= Syncrete =

Synthetic form of concrete

Syncrete or Syn-Crete was an experimental synthetic concrete intended for road patching and repairs, created by blending an artificial polymer with concrete. According to its manufacturer, Hodson Chemical Construction Corp., Syncrete had been used successfully on small and large concrete repair projects throughout the West and Hawaii. However, most notoriously, in 1989 it was used by the Utah Department of Transportation (UDOT) in an unprecedented large-scale test, to pave a section of Interstate 15 between 5900 South and 3300 South in Salt Lake City, Utah.

Instead of a total reconstruction, which would have required closing sections of I-15 for up to a year, the "salt resistant" Syncrete was applied as 3/4"-thick overlay on top of the existing road surface.

Syncrete was promoted by Hodson consulting engineers as a quicker, cheaper, longer-lasting alternative to conventional concrete, and UDOT agreed to take on the risk for the experimental project.
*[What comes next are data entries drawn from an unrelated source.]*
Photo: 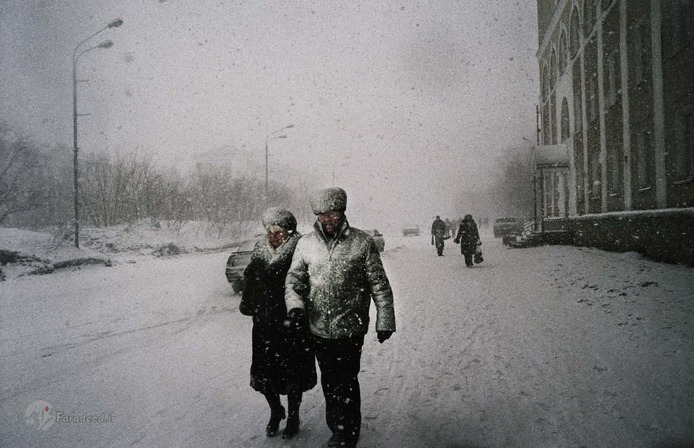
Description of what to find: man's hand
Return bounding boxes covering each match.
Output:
[283,308,304,330]
[376,330,393,344]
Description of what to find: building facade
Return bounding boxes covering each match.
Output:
[536,0,694,264]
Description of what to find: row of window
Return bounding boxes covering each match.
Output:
[576,110,694,199]
[541,0,694,102]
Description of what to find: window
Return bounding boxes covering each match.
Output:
[674,111,694,181]
[569,8,581,59]
[634,20,651,82]
[583,0,598,36]
[670,0,694,55]
[549,49,557,91]
[574,86,583,134]
[561,98,571,142]
[549,93,557,145]
[588,73,598,122]
[607,144,622,195]
[590,153,601,199]
[636,131,655,189]
[605,49,620,107]
[559,31,568,75]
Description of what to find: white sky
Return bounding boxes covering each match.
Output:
[0,0,538,228]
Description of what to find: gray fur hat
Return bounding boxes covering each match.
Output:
[309,187,347,215]
[262,207,296,232]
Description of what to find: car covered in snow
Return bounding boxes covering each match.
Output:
[402,224,419,236]
[364,229,386,252]
[493,218,522,238]
[225,238,258,294]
However, the freeway surface began crumbling shortly after the project's completion, and chunks of the resulting debris began causing vehicle damage. Less than a year later, UDOT tore out the syncrete. The original construction costs were $1.5 million, and tearing up the Syncrete cost approximately $795,000, bringing the total cost for the failed project to an estimated $2.7 million.

SynCrete as of 2015 is now a registered trade mark in Australia of OmniCrete Pty Ltd and is a new product line completely unassociated with the above materials, developers or contractors.